Circuit Diagram for a simple Field Strength Meter from Test Equipment for the Radio Amateur by Clive Smith G4FZH

The diode must be a point contact germanium diode such as an OA90, OA96,1N34,1N60 The last two types normally having two red or green rings on the diode Schottky diodes such as the BAT85 will also work but not as well as the germanium. Diodes with a low forward voltage drop are a requirement for use at low power levels. The meter I used was a 100uA unit and this is handy for relative percentage readings. I built my FSM into an aluminium box and connected all components using point to point wiring to minimise lead length. To do this the meter, sensitivity pot and antenna socket need to be as close together as possible. If you only have a lower value resistor pot this can be used but your sensitivity settings will be more twitchy.
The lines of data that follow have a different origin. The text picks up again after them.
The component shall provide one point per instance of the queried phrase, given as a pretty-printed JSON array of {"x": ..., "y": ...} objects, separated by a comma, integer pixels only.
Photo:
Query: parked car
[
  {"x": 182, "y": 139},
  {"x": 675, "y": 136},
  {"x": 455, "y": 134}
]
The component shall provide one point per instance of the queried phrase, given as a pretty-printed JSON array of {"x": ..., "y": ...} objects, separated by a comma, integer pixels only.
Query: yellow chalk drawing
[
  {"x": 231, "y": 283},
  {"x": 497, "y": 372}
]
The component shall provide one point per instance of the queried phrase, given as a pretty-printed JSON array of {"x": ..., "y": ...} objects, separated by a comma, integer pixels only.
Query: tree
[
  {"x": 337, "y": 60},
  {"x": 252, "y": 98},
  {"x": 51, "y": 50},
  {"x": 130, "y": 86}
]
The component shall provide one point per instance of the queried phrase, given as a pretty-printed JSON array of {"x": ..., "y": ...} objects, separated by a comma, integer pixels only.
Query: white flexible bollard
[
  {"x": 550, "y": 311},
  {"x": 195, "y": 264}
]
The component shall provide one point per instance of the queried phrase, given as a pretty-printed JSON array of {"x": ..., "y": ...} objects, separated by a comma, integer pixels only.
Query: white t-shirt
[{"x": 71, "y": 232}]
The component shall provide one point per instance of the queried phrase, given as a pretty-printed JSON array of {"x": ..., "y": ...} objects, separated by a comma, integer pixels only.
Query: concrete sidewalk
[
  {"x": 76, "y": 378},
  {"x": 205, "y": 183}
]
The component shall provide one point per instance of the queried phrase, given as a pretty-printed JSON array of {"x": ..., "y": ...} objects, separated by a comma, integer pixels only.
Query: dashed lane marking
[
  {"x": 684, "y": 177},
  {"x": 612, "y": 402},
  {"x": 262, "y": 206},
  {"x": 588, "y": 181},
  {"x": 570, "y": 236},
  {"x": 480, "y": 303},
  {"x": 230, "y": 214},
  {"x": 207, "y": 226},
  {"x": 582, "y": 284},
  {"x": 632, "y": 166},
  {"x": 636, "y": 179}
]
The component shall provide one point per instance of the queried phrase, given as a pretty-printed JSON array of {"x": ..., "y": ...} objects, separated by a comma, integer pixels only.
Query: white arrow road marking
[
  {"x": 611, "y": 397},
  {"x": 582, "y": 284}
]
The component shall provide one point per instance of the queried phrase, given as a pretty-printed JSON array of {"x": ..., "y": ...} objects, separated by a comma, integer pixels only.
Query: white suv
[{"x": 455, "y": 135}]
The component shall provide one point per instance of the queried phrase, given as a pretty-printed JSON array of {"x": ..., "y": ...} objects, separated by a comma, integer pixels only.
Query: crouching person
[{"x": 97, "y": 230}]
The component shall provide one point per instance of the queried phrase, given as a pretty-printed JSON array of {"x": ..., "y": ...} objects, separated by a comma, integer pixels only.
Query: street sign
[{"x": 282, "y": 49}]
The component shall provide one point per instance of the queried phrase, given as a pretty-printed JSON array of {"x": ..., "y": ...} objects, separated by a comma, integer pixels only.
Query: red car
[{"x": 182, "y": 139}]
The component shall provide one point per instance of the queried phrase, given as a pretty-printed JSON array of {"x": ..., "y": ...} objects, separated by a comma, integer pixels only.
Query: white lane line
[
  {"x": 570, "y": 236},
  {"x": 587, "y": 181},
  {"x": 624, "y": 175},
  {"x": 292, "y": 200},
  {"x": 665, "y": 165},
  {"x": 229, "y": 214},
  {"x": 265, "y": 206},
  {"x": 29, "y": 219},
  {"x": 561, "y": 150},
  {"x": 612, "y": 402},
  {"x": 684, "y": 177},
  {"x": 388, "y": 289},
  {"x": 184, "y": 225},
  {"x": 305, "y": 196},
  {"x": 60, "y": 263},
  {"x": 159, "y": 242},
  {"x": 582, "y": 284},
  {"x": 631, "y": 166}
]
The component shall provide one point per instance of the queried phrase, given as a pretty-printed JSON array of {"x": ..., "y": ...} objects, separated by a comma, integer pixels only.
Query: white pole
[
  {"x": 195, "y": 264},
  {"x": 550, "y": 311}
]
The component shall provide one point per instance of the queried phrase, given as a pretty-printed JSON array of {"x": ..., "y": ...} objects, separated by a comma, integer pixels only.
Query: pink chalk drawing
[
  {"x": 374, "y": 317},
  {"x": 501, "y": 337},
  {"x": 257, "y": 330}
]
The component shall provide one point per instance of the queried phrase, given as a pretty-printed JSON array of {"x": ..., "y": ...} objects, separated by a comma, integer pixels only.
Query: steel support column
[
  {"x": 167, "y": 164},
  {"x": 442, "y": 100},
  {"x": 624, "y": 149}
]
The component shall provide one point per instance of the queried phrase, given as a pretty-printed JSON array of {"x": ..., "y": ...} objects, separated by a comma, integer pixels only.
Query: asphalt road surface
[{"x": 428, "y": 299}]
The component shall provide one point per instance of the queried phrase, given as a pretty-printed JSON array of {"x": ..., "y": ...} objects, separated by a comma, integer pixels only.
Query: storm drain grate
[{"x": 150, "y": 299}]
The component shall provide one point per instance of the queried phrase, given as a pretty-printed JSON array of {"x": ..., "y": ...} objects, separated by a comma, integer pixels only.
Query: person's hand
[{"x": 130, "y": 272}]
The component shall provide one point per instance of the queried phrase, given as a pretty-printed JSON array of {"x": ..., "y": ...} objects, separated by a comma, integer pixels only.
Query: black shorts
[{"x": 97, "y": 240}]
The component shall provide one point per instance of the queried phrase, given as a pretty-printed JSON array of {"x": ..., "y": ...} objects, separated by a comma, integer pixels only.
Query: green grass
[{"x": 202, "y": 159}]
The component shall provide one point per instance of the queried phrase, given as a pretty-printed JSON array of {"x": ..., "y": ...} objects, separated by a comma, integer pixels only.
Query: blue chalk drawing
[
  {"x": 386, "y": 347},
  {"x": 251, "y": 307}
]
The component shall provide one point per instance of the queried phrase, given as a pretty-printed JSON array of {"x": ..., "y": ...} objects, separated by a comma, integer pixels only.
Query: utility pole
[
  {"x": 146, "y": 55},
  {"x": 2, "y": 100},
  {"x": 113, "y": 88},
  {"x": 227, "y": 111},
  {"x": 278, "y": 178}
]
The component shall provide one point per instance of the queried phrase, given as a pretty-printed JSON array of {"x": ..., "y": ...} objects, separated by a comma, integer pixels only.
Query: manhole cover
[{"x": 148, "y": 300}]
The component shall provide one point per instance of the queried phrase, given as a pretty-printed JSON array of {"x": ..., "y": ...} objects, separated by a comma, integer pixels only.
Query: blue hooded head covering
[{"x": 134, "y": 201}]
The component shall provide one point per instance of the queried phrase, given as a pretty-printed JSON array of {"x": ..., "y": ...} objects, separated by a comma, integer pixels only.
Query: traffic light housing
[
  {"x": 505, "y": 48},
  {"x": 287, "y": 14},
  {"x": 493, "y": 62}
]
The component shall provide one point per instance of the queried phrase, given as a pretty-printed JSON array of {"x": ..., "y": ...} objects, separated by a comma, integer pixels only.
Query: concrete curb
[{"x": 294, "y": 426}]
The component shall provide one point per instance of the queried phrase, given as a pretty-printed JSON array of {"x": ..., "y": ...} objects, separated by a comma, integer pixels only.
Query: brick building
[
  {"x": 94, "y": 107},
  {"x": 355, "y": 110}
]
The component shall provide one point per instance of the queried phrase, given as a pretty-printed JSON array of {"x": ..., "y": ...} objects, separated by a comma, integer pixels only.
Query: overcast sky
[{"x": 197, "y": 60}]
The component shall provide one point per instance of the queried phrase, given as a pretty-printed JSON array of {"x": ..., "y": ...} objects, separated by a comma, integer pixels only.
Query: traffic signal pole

The commercial unit in the photo only has a 10k pot and this makes it difficult to set to a fixed relative dial reading of say 40 . I used an antenna socket so that the antenna can be removed for storage/transport. An RCA socket and plug make an easy combination to build a suitable antenna.
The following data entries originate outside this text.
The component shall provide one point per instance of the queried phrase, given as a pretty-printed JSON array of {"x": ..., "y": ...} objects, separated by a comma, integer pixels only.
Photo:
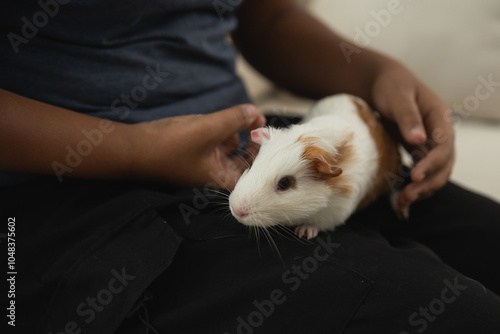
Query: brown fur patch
[
  {"x": 388, "y": 153},
  {"x": 327, "y": 167}
]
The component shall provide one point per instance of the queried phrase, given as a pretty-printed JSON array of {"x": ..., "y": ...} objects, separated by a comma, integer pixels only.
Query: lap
[{"x": 363, "y": 277}]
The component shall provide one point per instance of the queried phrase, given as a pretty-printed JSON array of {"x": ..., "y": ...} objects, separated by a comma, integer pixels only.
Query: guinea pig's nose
[{"x": 240, "y": 213}]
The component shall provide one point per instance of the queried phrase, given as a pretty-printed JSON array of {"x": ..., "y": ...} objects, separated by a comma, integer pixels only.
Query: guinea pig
[{"x": 315, "y": 174}]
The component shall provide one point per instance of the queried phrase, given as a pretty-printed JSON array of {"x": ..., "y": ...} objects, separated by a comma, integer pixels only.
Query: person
[{"x": 133, "y": 117}]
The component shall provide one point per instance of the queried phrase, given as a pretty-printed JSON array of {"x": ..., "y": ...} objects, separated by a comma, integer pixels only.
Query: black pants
[{"x": 105, "y": 257}]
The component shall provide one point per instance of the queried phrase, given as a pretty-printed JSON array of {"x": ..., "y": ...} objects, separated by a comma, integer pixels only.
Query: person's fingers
[
  {"x": 426, "y": 187},
  {"x": 221, "y": 124},
  {"x": 403, "y": 109}
]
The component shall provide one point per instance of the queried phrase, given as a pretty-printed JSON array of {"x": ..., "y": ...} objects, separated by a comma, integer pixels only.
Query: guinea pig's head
[{"x": 290, "y": 180}]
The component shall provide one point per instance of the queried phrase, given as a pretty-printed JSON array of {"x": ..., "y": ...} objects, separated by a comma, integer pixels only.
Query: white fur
[{"x": 312, "y": 203}]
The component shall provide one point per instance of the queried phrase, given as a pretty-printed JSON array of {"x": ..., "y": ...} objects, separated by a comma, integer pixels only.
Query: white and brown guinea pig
[{"x": 315, "y": 174}]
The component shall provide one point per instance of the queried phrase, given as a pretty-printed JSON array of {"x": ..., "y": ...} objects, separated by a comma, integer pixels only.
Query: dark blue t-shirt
[{"x": 126, "y": 60}]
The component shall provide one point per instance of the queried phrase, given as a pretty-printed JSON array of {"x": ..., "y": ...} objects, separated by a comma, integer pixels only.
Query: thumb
[{"x": 224, "y": 123}]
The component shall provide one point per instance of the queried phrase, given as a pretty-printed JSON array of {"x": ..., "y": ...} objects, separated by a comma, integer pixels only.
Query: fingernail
[
  {"x": 418, "y": 133},
  {"x": 250, "y": 111}
]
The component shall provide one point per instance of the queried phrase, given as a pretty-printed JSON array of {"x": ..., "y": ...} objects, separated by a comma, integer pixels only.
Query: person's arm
[
  {"x": 296, "y": 51},
  {"x": 187, "y": 150}
]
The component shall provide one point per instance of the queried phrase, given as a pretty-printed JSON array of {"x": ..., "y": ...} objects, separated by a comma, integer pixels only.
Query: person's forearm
[
  {"x": 298, "y": 52},
  {"x": 39, "y": 138}
]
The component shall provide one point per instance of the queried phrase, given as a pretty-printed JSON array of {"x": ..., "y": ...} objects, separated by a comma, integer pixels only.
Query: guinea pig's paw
[{"x": 307, "y": 231}]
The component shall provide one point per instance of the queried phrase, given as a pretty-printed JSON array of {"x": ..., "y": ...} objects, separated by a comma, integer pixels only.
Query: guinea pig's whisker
[{"x": 223, "y": 194}]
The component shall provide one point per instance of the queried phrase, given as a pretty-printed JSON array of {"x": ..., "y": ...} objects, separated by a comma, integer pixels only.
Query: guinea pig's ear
[
  {"x": 326, "y": 168},
  {"x": 321, "y": 163},
  {"x": 260, "y": 134}
]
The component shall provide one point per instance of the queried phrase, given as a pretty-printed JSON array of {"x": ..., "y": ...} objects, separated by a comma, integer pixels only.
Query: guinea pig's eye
[{"x": 286, "y": 183}]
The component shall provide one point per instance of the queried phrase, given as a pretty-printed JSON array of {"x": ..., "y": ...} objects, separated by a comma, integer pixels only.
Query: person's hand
[
  {"x": 195, "y": 150},
  {"x": 424, "y": 124}
]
If you do not have a used telescopic whip than a loop as I have used will work well. If you do not have a suitable meter then you can use your multimeter, set to the Volts range at a low value 1000mV or so and fit sockets to the FSM for connection to your multimeter Your FSM will come in handy for relative field strength measurements at a given frequency. A test instrument for setting up your mobile HF antenna for maximum radiated power. Also can be used for checking for RF feedback on your feedline or general RF radiation monitoring in the Shack.

I built four of these FSM units before the final version which performs as well as the commercial unit. So stick to point contact germanium diodes and direct short wiring of your components for best results.